Barth Syndrome: Exploring Cardiac Metabolism with Induced Pluripotent Stem Cell-Derived Cardiomyocytes

Barth syndrome (BTHS) is an X-linked recessive multisystem disorder caused by mutations in the TAZ gene (TAZ, G 4.5, OMIM 300394) that encodes for the acyltransferase tafazzin. This protein is highly expressed in the heart and plays a significant role in cardiolipin biosynthesis. Heart disease is the major clinical manifestation of BTHS with a high incidence in early life. Although the genetic basis of BTHS and tetralinoleoyl cardiolipin deficiency in BTHS-affected individuals are well-established, downstream metabolic changes in cardiac metabolism are still uncovered. Our study aimed to characterize TAZ-induced metabolic perturbations in the heart.
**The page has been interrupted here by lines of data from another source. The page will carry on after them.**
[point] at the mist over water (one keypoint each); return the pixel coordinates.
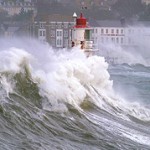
(53, 97)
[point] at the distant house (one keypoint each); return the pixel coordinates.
(15, 29)
(119, 32)
(14, 8)
(54, 29)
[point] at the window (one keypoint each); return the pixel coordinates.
(59, 25)
(65, 25)
(59, 38)
(121, 31)
(65, 33)
(53, 25)
(117, 40)
(106, 31)
(117, 31)
(122, 40)
(42, 32)
(112, 39)
(102, 39)
(95, 30)
(129, 31)
(41, 25)
(59, 42)
(102, 31)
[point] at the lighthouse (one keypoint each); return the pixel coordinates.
(81, 35)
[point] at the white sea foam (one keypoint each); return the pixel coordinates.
(71, 77)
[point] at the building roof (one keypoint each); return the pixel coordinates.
(55, 18)
(118, 23)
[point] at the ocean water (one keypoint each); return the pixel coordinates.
(61, 100)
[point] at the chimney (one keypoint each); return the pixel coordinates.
(122, 21)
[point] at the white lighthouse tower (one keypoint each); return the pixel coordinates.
(81, 35)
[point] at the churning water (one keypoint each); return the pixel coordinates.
(60, 100)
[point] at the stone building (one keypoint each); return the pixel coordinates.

Control (PGP1-TAZ^WT) and TAZ mutant (PGP1-TAZ^517delG) iPS-CM were incubated with ¹³C₆-glucose and ¹³C_5-glutamine and incorporation of ¹³C into downstream Krebs cycle intermediates was traced. Our data reveal that TAZ^517delG induces accumulation of cellular long chain acylcarnitines and overexpression of fatty acid binding protein (FABP4). We also demonstrate that TAZ^517delG induces metabolic alterations in pathways related to energy production as reflected by high glucose uptake, an increase in glycolytic lactate production and a decrease in palmitate uptake. Moreover, despite mitochondrial dysfunction, in the absence of glucose and fatty acids, TAZ^517delG-iPS-CM can use glutamine as a carbon source to replenish the Krebs cycle.